Mattia Lanzoni, ricercatore Unife, da anni studia il lupo di pianura, il comportamento, la sua dieta. Prima precisa: "Sì, il lupo attacca i gatti, gli animali domestici. Ma bisogna andarci cauti prima di avere la certezza". Poi aggiunge: "I resti sono un tassello, se si trovano la testa o la coda". E proprio una testa è stata trovata, anche se la firma potrebbe essere sia quella del lupo che della volpe. Che tre indizi fanno una prova lo diceva anche Bernardo Provenzano. Ma qui gli indizi sono ben più di tre. Le volpi attaccano cuccioli di gatti e non esemplari adulti. Perché da una lotta ne uscirebbero loro sì, con le ossa rotte. Le volpi in quella zona ci sono da sempre, le sparizioni sono di questi giorni. L’ultima è avvenuta giovedì. Una colonia di gatti presa d’assalto dai lupi. E’ successo giorni fa, è gestita da ‘Gruppo idea animalista’. "Quella colonia ospita una cinquantina di mici, una delle tante che abbiamo sul territorio", racconta Valeria Turchi, volontaria dell’associazione presieduta da Emanuela Tavolini. In quella zona – numerose le segnalazioni verificate anche dai ricercatori di Unife – si è stabilito un branco, che a volte si allarga.
"È da luglio che si verificano queste sparizioni – ricostruisce i contorni del mistero la volontaria –, non era mai successo in 20 anni che siamo qui. D’estate può capitare che i gatti non tornino a casa. Ci arrivano le segnalazioni, che noi pubblichiamo sulla nostra pagina Facebook, rilanciando l’appello sul web. E di solito vengono ritrovati, ritrovati vivi. A volte tornavano a casa dopo alcuni giorni. Non eravamo preoccupati". Ma non così, mai così tanti, volatilizzati. Spariscono gatti che lasciano case e cortili durante la notte per aggirarsi nella campagna. La notte, quando il predatore si muove. E soprattutto non è stato trovato nessuno corpo. Solo quella testa. Era un gatto dato in adozione. Una zona a rischio. Lanzoni è cauto, in attesa della risposta della scienza.

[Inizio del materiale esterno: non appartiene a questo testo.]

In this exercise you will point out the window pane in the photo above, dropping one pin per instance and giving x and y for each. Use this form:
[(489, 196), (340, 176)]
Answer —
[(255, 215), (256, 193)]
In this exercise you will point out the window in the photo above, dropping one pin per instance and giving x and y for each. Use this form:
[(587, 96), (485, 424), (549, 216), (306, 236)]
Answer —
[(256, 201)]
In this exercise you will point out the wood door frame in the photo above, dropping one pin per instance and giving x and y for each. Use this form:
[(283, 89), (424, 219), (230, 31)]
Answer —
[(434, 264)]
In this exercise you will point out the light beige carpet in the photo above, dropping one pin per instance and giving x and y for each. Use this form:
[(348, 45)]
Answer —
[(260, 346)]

"Un branco dovrebbe essersi insediato nella zona di Poggio, branco che copre un area che va da San Martino, Sgarbata, Coronella a Poggio". Quel nucleo non è solo. "A volte si allarga con qualche esemplare che viene dall’area di Vigarano, Ponte Rodoni". Insomma, una campagna piuttosto affollata. Spariti nel nulla, un mistero. Forse. "Sono stati segnalati lupi vicino al Coa, alcuni sono stati visti con un gatto in bocca. Ma questa zona non è invece una campagna disabitata, non crediamo che la causa possano essere i lupi, tra l’altro l’area delle scomparse è lontana dalla colonia che è stata attaccata", non vuole buttare la croce addosso al predatore Valeria. Ma le scomparse non si fermano e non reggono gli elementi che l’ambientalista ha raccolto per difendere il lupo.

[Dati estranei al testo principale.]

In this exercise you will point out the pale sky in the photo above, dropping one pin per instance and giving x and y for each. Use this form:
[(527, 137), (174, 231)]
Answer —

I lupi la notte arrivano a percorrere anche sessanta chilometri in cerca di cibo. Le case, ci sono video di branchi a pochi metri dalle case sia in città e sia nei paesi della provincia. Un lupo è stato ripreso da una telecamere mentre attraversava un cortile. Lupo o volpe? Lo chiariranno i ricercatori. Le altre piste zoppicano parecchio. In caso di avvelenamento, se investiti i corpi sarebbero stati trovati. I ladri di gatti – un’altra ipotesi che scricchiola – non entrano certo in azione in mezzo a una campagna, la notte.

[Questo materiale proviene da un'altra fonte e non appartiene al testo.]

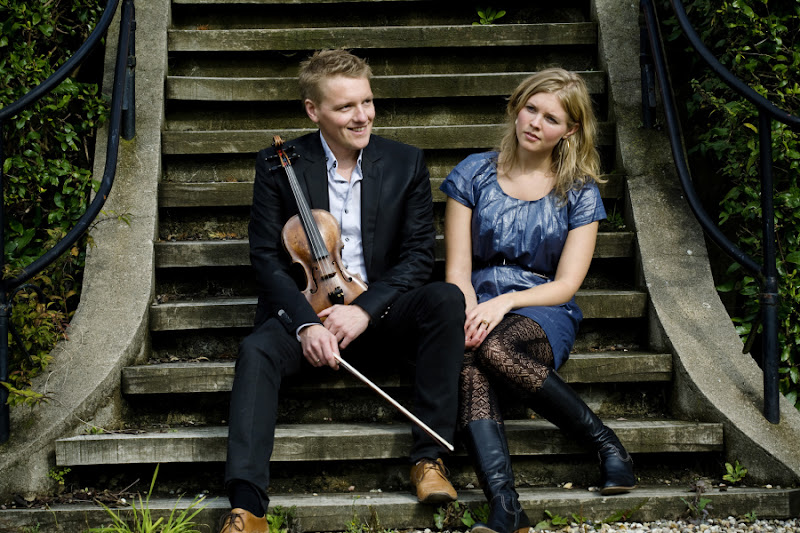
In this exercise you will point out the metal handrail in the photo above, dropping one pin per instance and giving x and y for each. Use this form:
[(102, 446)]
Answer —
[(120, 114), (766, 274)]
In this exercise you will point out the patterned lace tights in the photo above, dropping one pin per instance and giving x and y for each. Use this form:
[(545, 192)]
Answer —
[(515, 356)]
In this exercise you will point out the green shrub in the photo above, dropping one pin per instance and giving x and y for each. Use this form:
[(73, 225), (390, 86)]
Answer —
[(47, 170), (759, 42)]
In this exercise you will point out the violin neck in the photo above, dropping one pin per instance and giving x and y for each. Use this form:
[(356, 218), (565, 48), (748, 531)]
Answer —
[(317, 244)]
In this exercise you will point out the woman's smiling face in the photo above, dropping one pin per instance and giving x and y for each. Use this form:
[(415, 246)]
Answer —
[(542, 123)]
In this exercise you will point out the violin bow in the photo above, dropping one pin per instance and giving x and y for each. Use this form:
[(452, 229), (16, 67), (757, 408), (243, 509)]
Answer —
[(438, 438)]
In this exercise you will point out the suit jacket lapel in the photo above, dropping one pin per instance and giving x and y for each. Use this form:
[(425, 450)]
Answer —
[(372, 170), (314, 178)]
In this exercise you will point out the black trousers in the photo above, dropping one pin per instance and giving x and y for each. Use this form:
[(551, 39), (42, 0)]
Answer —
[(428, 320)]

Ad occuparsi dei gatti da anni c’è l’associazione ’A coda alta’. E’ nata nel 2009 a Ferrara. La missione, far adottare i mici abbandonati, trovare loro una casa. Nel 2013 hanno vinto il bando comunale per la gestione del gattile di Ferrara. "Impegno che portiamo avanti con entusiasmo", spiega Maurizia Zappaterra, la presidente. Che lancia un appello: "Nelle zone dove vengono segnalati lupi invitiamo i cittadini a non far uscire i gatti la notte, li mettiamo in grande pericolo". A Poggio le volontarie e i proprietari dei gatti sono andati dai carabinieri, hanno raccontato quello che succede. I gatti da quelle parti la notte non escono più.